When runny basaltic magma erupts as lava, it pours out of the ground along long surface cracks or through volcanic vents and may be sprayed into the air as spectacular lava fountains. Rivers of lava can flow over the ground or move more slowly as blocky masses bulldozing along. The eruption of intermediate and silicon-rich magma is very different. It erupts from vents, sometimes as lava, but usually the magma becomes solid within the volcanic vent, giving much more explosive eruptions.

Author Chris King, reproduced with the author’s permission from Exploring Geoscience Across The Globe.

Constructive plate boundary volcanoes

At constructive plate boundaries, the tectonic plates are moving away from one another. The Earth’s crust is pulled apart to create a new pathway for rising hot magma to flow on to the surface. Volcanoes can sometimes form in these setting; one example is Iceland.

Iceland lies on the Mid Atlantic Ridge, a constructive plate boundary, where the North American and Eurasian plates are moving away from each other. As the plates pull apart, molten rock (magma) rises up and erupts as lava, creating new ocean crust. The island is covered with more than 100 volcanoes. Some are extinct, but over 30 are still active. The majority of volcanism in Iceland occurs along volcanic rift zones that cut through the centre of the island.

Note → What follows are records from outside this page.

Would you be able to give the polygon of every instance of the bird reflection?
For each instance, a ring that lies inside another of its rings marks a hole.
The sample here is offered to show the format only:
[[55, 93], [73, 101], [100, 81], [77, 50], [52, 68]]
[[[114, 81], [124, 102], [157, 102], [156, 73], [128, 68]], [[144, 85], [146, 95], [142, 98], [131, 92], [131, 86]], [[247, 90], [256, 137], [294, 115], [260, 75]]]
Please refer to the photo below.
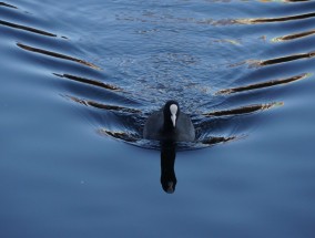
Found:
[[167, 194], [173, 194], [176, 188], [175, 158], [176, 143], [161, 142], [161, 184], [163, 190]]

At constructive plate boundaries, also known as divergent boundaries, tectonic plates move away from one another to produce volcanoes. Hot magma rises from the mantle at mid-ocean ridges, pushing the plates apart. BGS © UKRI.

Note: Iceland also sits above a mantle plume, or hot spot, where hot magma wells up from deep in the Earth’s mantle. The interaction of these two types of volcanism, over the last 15 million years or more, has created the island of Iceland.

Destructive plate boundary volcanoes

Destructive, or convergent, plate boundaries are where the tectonic plates are moving towards each other. Volcanoes form here in two settings where either oceanic plate descends below another oceanic plate or an oceanic plate descends below a continental plate. This process is called subduction and creates distinctive types of volcanoes depending on the setting:

• ocean-ocean subduction produces an island-arc volcano
• ocean-continent subduction produces Andean-type volcanoes

Volcanoes can form at subduction zones where tectonic plates are moving towards each other and one plate descends beneath the other. This illustration shows ocean-continent subduction. BGS © UKRI.

Subduction provides a mechanism for introducing water-bearing sediments into the mantle. As the subducted oceanic plate sinks and heats up, water is gradually released from the sediments and minerals within the plate ‘slab’. Water has the effect of reducing the melting temperature of the mantle by about 60–100°C. It is this process that allows the generation of magma at depth that feeds volcanoes that are formed at the surface.

Note: There is a third setting of destructive boundary: continent-continent. Here, the pushing together of two continental plates results in the mountain forming processes that shaped, for example, the Alps and Himalayas.

Hot-spot volcanism

Volcanoes can also form above a column of superheated magma called a mantle plume. This may happen in areas that are distant from plate boundaries. It is also referred to as hot spot or intraplate volcanism.

Heat from the mantle plume causes melting and thinning of the crust, which leads to volcanic activity at the surface. The Hawai’ian Islands are a chain of volcanoes in the middle of the Pacific Plate, which have formed due to the presence of a hot spot. The Hawai’ian hot spot causes magma to rise and erupt as lava on the ocean floor. Over millions of years, the Pacific Plate has moved over the hot spot, creating a chain of volcanic islands.

This simple schematic diagram shows the movement of the tectonic plate (light brown) over a mantle plume, or hot spot, to produce a chain of volcanic islands. The superheated magma rises through the mantle (yellow), melts the crust above (brown) and flows on to the surface forming a volcano. Typically, hotspot volcanoes are formed with ‘runny’ lava and have a flatter, less cone-like, profile and are called shield volcanoes. Diagram not to scale. © Public domain.